Tek başarısı bu film değil

Céline Sciamma daha evvel bir ressamla bir genç kız arasındaki kadın kadına aşkı oldukça güçlendirici, aynı zamanda dönemin meselelerine de çok doğrudan ve doğal yollarla değindiği hem çok güzel bir aşk filmi hem de çok güzel feminist bir film olmayı başarabilmiş olan Bir Genç Kızın Alev Almış Portresi (2019) ile zirvesini yapmıştı. Bu filmde kadın bakışı, bir kadının bir kadına bakması, bakılanın bakana geri bakması gibi aslında kadın sinemasının temelini oluşturabilecek çok güzel anlar da mevcut ancak bu başka bir yazı olur. Bu film, Céline Sciamma’nın tek başarısı değil. 2014 yılında yaptığı Paris gettolarında yaşayan siyah genç kız arkadaş grubunun hayatlarına odaklanıyor. Filmde kızların kendilerine birlikte bir otelde eğlenceli bir gece armağan etmek için çıktıkları yol ve birlikte dans ettikleri sahne akıllara kazanıyor. Sciamma konuyu ilgilendiren ırk, şiddet, kadın olmak ve alt sınıflardan gelmek gibi toplumsal meselelere dair gerçekçi ve doğal bir bakış atarken, odağı genç kadınların kendisinde tutmayı başarıyor. Bunlardan önce 2011 yılında yaptığı Tomboy filmi ise Berlinale’nin Panorama bölümünde açılışını yapmış ve yine büyük beğeni toplamıştı. Tomboy ikili toplumsal cinsiyet sistemine kendisini sığdıramayan 10 yaşındaki Mickaël ismindeki çocuğun ailesi, kendisi, arkadaşları ve bedeni ile yaşadığı süreçleri anlatıyor. Bütün bu temalar ve bunları işleyiş biçimleri Céline Sciamma’yı çoktan günümüzün önde gelen yönetmenlerden birisi yapıyor.

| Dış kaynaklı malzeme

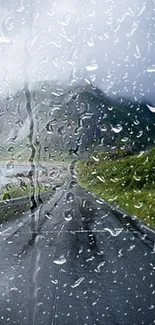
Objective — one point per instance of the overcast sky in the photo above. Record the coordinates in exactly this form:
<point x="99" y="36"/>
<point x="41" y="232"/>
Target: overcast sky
<point x="108" y="42"/>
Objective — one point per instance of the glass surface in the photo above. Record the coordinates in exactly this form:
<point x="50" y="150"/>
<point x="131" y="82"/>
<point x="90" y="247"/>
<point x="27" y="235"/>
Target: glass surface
<point x="77" y="162"/>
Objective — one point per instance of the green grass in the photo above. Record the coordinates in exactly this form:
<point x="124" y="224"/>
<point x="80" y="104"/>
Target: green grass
<point x="15" y="191"/>
<point x="128" y="181"/>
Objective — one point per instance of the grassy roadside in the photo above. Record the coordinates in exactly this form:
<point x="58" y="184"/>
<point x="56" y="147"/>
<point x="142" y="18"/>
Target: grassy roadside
<point x="15" y="190"/>
<point x="122" y="179"/>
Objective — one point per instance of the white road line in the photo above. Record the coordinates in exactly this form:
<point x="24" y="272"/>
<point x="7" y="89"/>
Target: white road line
<point x="2" y="232"/>
<point x="148" y="228"/>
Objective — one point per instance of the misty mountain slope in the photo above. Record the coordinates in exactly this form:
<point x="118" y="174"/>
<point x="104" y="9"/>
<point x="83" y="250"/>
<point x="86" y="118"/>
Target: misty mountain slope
<point x="75" y="119"/>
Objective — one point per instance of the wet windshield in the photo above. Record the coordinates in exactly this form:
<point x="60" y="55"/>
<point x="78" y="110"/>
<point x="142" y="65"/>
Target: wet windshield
<point x="77" y="166"/>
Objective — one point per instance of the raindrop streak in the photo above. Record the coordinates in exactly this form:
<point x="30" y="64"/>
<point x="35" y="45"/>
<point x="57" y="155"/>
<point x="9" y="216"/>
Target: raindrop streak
<point x="60" y="261"/>
<point x="117" y="129"/>
<point x="77" y="283"/>
<point x="49" y="128"/>
<point x="9" y="165"/>
<point x="99" y="267"/>
<point x="69" y="197"/>
<point x="151" y="108"/>
<point x="115" y="232"/>
<point x="68" y="215"/>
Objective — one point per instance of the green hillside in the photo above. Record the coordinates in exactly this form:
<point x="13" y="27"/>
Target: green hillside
<point x="122" y="178"/>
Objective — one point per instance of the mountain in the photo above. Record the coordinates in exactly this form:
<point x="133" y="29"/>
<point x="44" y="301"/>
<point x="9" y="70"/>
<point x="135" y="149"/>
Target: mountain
<point x="73" y="120"/>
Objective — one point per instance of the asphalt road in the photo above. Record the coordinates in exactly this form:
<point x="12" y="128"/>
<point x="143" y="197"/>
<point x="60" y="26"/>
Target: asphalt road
<point x="76" y="261"/>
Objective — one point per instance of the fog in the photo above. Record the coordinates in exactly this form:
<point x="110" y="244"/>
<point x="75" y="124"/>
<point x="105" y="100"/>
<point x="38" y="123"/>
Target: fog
<point x="110" y="43"/>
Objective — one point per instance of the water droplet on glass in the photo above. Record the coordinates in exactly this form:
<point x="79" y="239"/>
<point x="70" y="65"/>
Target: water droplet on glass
<point x="60" y="260"/>
<point x="117" y="128"/>
<point x="68" y="215"/>
<point x="10" y="149"/>
<point x="77" y="283"/>
<point x="151" y="108"/>
<point x="49" y="127"/>
<point x="9" y="165"/>
<point x="69" y="197"/>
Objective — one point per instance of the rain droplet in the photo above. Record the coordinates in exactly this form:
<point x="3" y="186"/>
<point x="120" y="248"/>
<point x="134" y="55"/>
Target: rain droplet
<point x="10" y="149"/>
<point x="91" y="67"/>
<point x="49" y="128"/>
<point x="9" y="165"/>
<point x="99" y="267"/>
<point x="77" y="283"/>
<point x="68" y="215"/>
<point x="69" y="197"/>
<point x="60" y="260"/>
<point x="151" y="108"/>
<point x="117" y="128"/>
<point x="115" y="232"/>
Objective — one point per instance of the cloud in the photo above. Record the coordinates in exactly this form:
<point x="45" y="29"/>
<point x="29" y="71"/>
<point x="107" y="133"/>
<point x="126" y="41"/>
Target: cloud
<point x="108" y="42"/>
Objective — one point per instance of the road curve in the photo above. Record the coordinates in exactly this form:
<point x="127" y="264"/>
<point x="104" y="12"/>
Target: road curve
<point x="84" y="264"/>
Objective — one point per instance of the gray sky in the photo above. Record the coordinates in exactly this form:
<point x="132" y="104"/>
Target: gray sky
<point x="108" y="42"/>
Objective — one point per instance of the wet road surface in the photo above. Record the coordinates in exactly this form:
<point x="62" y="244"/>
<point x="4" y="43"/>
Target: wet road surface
<point x="76" y="261"/>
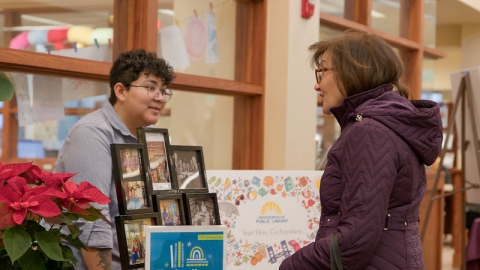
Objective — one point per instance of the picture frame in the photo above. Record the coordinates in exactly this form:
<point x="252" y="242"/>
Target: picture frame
<point x="131" y="238"/>
<point x="198" y="247"/>
<point x="131" y="181"/>
<point x="157" y="142"/>
<point x="201" y="209"/>
<point x="189" y="168"/>
<point x="170" y="209"/>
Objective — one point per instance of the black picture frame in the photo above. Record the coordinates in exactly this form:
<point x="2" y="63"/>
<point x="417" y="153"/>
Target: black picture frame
<point x="201" y="209"/>
<point x="189" y="168"/>
<point x="170" y="209"/>
<point x="159" y="171"/>
<point x="131" y="238"/>
<point x="131" y="181"/>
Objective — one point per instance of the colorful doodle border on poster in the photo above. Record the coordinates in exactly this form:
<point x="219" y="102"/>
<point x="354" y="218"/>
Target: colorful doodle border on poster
<point x="240" y="188"/>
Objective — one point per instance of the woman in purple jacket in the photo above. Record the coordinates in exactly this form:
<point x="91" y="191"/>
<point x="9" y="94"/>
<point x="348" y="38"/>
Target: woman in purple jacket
<point x="374" y="179"/>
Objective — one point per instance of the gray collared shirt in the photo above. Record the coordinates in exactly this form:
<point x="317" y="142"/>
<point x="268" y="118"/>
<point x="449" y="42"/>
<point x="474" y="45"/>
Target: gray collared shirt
<point x="86" y="151"/>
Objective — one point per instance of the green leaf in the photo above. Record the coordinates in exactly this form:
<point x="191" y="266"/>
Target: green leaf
<point x="31" y="260"/>
<point x="17" y="242"/>
<point x="74" y="231"/>
<point x="50" y="245"/>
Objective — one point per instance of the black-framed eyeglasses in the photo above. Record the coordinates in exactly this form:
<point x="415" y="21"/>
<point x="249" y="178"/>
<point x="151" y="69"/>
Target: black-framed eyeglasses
<point x="319" y="73"/>
<point x="154" y="92"/>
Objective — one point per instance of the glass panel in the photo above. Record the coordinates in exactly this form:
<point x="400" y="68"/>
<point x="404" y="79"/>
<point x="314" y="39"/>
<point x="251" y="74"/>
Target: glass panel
<point x="81" y="29"/>
<point x="198" y="36"/>
<point x="429" y="23"/>
<point x="386" y="16"/>
<point x="205" y="120"/>
<point x="43" y="120"/>
<point x="333" y="7"/>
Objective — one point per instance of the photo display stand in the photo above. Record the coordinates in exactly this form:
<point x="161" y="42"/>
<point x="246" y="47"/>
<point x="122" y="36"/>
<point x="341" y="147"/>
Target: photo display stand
<point x="465" y="99"/>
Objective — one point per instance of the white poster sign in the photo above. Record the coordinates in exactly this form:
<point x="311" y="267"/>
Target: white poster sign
<point x="269" y="214"/>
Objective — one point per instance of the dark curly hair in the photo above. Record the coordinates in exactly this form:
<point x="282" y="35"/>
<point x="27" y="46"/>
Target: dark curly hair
<point x="130" y="65"/>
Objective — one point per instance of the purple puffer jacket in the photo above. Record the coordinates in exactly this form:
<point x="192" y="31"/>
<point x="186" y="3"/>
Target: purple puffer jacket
<point x="373" y="183"/>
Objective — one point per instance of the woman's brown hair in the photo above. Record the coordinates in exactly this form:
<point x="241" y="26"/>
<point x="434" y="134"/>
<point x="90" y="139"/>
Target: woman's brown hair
<point x="361" y="62"/>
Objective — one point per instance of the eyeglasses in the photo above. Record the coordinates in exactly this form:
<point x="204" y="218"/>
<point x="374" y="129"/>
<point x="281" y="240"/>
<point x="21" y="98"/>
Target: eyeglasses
<point x="154" y="92"/>
<point x="319" y="73"/>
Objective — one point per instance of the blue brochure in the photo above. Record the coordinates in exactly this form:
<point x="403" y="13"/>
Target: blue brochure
<point x="185" y="247"/>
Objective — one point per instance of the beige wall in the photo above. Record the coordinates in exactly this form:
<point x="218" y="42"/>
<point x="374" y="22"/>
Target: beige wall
<point x="290" y="107"/>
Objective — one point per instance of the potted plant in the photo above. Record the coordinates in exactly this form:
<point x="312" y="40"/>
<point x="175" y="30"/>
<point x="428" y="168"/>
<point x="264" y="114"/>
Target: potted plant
<point x="31" y="198"/>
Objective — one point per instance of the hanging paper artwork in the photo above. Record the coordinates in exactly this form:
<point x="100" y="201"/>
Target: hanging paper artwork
<point x="195" y="37"/>
<point x="211" y="55"/>
<point x="173" y="47"/>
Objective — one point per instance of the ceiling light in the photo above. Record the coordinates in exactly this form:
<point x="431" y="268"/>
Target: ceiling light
<point x="166" y="12"/>
<point x="42" y="20"/>
<point x="376" y="14"/>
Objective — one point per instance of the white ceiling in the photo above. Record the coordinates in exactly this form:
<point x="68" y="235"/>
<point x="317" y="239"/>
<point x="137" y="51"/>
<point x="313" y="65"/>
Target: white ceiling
<point x="456" y="12"/>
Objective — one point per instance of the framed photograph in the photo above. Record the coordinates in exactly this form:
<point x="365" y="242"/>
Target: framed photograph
<point x="170" y="209"/>
<point x="159" y="167"/>
<point x="131" y="238"/>
<point x="131" y="182"/>
<point x="186" y="247"/>
<point x="189" y="168"/>
<point x="201" y="209"/>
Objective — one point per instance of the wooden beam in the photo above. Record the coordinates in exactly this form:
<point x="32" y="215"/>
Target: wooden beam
<point x="396" y="41"/>
<point x="215" y="86"/>
<point x="53" y="65"/>
<point x="250" y="68"/>
<point x="411" y="28"/>
<point x="136" y="28"/>
<point x="358" y="11"/>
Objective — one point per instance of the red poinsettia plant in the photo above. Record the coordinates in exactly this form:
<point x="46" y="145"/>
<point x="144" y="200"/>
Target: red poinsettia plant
<point x="29" y="195"/>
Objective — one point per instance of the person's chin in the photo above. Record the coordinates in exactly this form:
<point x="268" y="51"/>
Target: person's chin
<point x="326" y="110"/>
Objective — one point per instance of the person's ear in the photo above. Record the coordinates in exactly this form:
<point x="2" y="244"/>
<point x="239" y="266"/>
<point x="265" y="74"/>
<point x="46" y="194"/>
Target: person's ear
<point x="120" y="91"/>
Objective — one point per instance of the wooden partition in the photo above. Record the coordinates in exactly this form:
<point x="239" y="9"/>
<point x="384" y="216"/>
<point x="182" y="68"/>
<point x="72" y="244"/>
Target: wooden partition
<point x="433" y="240"/>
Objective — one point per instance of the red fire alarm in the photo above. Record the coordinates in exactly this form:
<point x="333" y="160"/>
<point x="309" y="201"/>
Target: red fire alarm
<point x="308" y="6"/>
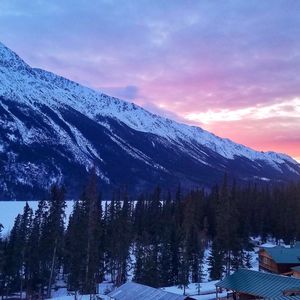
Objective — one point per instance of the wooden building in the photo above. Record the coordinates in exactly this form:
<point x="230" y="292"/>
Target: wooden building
<point x="248" y="284"/>
<point x="279" y="259"/>
<point x="136" y="291"/>
<point x="296" y="272"/>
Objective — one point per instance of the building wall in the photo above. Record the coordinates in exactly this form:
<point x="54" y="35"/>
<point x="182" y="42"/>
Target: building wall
<point x="296" y="274"/>
<point x="266" y="262"/>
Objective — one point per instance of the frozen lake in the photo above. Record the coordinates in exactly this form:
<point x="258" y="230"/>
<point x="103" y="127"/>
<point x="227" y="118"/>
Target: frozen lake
<point x="10" y="209"/>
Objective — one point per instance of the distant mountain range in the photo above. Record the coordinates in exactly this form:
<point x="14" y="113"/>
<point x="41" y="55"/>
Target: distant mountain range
<point x="54" y="130"/>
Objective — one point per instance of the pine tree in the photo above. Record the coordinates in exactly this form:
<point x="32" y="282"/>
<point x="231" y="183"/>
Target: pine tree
<point x="53" y="234"/>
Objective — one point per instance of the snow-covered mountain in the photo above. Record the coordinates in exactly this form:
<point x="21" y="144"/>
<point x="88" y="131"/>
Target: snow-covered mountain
<point x="53" y="129"/>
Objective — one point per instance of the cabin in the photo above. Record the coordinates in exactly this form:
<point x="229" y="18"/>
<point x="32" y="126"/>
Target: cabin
<point x="136" y="291"/>
<point x="248" y="284"/>
<point x="296" y="272"/>
<point x="279" y="259"/>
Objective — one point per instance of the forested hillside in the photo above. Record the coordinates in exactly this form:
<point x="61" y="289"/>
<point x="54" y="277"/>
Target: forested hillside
<point x="159" y="239"/>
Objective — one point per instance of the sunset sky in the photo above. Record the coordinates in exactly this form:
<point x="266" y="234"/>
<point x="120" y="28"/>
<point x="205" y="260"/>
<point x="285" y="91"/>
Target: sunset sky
<point x="231" y="67"/>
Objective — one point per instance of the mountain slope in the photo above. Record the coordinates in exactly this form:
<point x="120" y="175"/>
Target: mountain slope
<point x="53" y="129"/>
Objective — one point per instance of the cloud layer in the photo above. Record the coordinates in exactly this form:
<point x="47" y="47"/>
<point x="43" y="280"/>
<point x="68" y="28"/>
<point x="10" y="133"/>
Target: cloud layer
<point x="229" y="66"/>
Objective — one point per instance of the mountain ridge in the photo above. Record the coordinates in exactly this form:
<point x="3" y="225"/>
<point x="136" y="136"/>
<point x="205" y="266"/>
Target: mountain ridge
<point x="56" y="102"/>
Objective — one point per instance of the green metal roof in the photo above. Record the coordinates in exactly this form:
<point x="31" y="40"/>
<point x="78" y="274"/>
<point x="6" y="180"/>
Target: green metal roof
<point x="284" y="298"/>
<point x="296" y="269"/>
<point x="282" y="255"/>
<point x="259" y="284"/>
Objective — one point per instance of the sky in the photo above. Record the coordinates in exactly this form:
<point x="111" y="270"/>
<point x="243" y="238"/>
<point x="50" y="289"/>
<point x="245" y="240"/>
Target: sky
<point x="231" y="67"/>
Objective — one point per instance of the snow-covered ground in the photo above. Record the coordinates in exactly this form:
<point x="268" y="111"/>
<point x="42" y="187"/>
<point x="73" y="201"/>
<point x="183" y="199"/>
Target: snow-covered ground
<point x="10" y="209"/>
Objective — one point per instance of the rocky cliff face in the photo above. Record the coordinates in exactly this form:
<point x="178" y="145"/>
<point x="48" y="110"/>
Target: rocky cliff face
<point x="54" y="130"/>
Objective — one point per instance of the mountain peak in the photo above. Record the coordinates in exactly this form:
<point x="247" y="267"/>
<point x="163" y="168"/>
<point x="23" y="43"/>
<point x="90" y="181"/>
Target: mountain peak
<point x="10" y="59"/>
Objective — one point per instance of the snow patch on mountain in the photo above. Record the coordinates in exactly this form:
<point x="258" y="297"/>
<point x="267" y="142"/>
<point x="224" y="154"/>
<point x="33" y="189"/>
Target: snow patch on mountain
<point x="34" y="87"/>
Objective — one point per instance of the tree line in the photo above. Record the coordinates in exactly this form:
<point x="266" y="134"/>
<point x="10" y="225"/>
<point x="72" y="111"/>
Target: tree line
<point x="158" y="240"/>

Dolayısıyla Petite Maman’da ritmi biraz düşürdüğünü söylesek de, yaratıcılığına ve üretkenliğine olan inancımızı bir kez daha tazeliyor. Aynı zamanda sinema endüstrisindeki cinsiyetçiliğe karşı açıklamaları, politik duruşu ve özgüveni ile de sinema dünyasında örnek bir noktada duruyor.